Auf dem Parkplatz in Brook ist nur Parken für Motorräder, Kleinbusse und Pkw erlaubt. Ein Schild, das einen Pkw zeigt, weist darauf hin. 2016 hatten die Gemeindevertreter von Kalkhorst für die Fläche in Brook ein Parkverbot für Wohnmobile und Autos mit Wohnwagen beschlossen. „Wir wollen in diesem Jahr eigentlich auch eine Höhenkontrolle aufstellen, aber der Haushalt der Gemeinde ist noch nicht genehmigt“, sagt Kalkhorsts Bürgermeister Dietrich Neick (FWK). „Das Campen in Brook ist ein Problem“, fügt er hinzu. Das betrifft nicht nur den Parkplatz, auch den Strand, wie Marco Hingst berichtet. „Da sind viele Feuerstellen, die Leute lassen Bierflaschen und Abfall vom Grillen liegen“, sagt der Brooker, der sich mehr Kontrollen des Ordnungsamtes am Strandparkplatz wünscht. Die finden mindestens zweimal am Tag statt. Allerdings ist es für das Ordnungsamt oft schwierig, zwischen einem Wohnmobil und einem Kleinbus zu unterscheiden. Im Zweifelsfall wird ein Blick in den Fahrzeugschein notwendig. Dort steht, ob das Fahrzeug als Wohnmobil oder Pkw zugelassen wurde.

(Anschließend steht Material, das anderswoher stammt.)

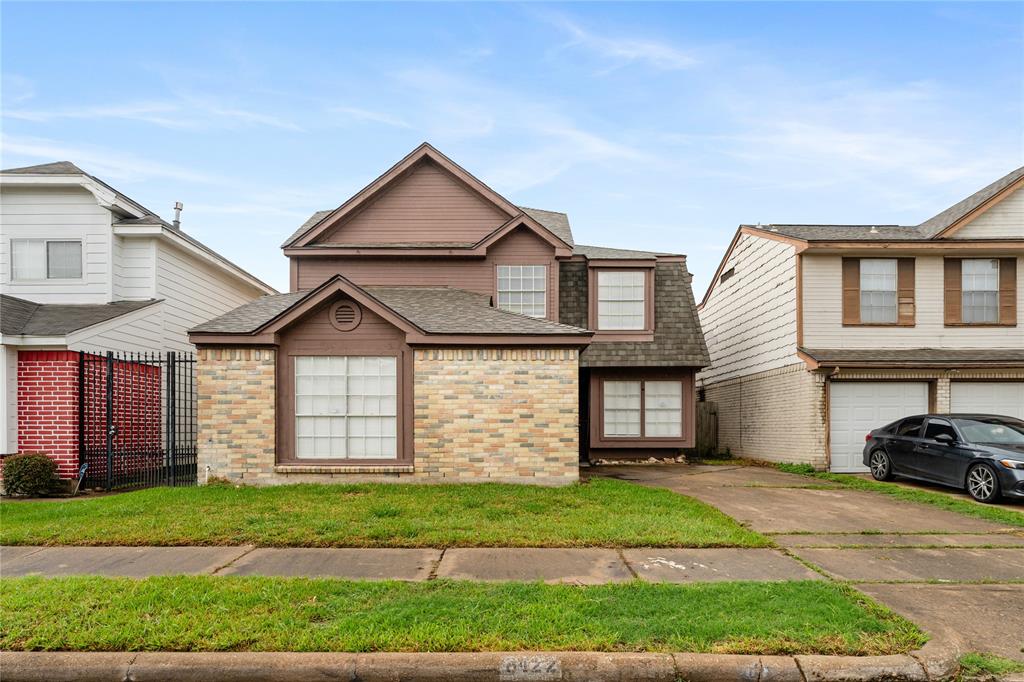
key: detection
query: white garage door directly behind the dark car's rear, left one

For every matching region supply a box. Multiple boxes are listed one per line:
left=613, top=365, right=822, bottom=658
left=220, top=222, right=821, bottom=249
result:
left=828, top=381, right=928, bottom=473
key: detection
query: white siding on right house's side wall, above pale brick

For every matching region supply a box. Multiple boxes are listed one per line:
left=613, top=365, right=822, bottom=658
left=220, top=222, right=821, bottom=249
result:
left=697, top=235, right=797, bottom=384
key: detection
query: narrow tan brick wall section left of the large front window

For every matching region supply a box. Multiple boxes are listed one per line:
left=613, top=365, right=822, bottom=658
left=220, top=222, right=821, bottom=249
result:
left=196, top=348, right=276, bottom=483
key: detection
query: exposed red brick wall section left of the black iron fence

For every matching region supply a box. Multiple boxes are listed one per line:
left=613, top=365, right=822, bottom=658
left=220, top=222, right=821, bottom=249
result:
left=17, top=350, right=78, bottom=478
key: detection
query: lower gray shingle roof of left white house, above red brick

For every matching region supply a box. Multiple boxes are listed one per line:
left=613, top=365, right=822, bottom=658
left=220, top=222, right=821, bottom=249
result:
left=0, top=294, right=158, bottom=336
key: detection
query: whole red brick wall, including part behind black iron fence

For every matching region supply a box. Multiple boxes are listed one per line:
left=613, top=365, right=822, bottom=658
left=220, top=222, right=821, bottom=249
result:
left=17, top=350, right=163, bottom=478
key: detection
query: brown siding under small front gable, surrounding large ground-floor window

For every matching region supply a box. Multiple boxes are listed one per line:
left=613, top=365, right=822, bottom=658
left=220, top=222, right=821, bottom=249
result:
left=276, top=295, right=413, bottom=464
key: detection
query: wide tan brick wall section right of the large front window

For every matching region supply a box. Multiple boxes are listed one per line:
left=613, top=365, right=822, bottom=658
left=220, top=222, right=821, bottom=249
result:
left=414, top=348, right=580, bottom=484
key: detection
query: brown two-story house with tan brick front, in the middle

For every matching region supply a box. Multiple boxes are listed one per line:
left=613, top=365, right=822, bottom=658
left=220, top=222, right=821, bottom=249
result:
left=190, top=144, right=708, bottom=484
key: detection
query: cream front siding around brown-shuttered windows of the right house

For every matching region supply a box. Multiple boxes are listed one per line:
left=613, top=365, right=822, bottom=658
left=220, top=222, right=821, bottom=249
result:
left=804, top=254, right=1024, bottom=348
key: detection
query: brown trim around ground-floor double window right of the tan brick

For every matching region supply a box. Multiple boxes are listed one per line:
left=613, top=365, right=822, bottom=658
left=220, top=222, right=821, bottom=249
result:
left=590, top=368, right=696, bottom=450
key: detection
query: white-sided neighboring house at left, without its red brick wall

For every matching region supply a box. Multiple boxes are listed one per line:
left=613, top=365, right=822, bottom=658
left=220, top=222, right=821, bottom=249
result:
left=0, top=162, right=276, bottom=454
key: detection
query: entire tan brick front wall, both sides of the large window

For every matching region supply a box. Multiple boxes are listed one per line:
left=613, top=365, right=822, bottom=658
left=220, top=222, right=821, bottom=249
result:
left=197, top=348, right=579, bottom=485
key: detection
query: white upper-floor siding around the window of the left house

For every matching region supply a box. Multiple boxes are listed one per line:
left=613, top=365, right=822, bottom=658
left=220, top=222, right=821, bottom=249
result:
left=0, top=185, right=113, bottom=303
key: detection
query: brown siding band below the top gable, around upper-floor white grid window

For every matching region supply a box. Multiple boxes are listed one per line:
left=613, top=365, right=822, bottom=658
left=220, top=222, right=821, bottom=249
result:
left=292, top=228, right=558, bottom=321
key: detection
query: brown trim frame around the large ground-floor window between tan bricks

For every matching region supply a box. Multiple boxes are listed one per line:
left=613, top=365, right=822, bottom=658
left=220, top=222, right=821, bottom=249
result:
left=274, top=344, right=414, bottom=467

Platz gibt es durchaus auch für Wohnmobile in Strandnähe. Auf zwei weiteren Parkplätzen der Gemeinde Kalkhorst, im Ortsteil Groß Schwansee, dürfen Wohnmobile länger abgestellt werden. Dort muss aber ein Parkschein für 25 Euro pro Tag und Fahrzeug gekauft werden.

Parken an der Ostsee

Drei gebührenpflichtige Parkplätze hat die Gemeinde Kalkhorst. In Groß Schwansee befinden sie sich am Strandweg und am Kleinen Torfmoor. Ganzjährig kostet das Parken dort für Pkw, Motorräder und Kleinbusse 2 Euro für zwei Stunden, 3 Euro für fünf Stunden und 6 Euro für die Tageskarte. Für Wohnmobile und Pkw mit Wohnwagen kann ein Ticket für 25 Euro pro Tag gekauft werden.

In Brook dürfen keine Wohnmobile und Wohnwagen abgestellt werden. Auch dort kostet das Parken für Pkw, Motorräder und Kleinbusse 2 Euro für zwei Stunden, 3 Euro für fünf Stunden und 6 Euro am Tag.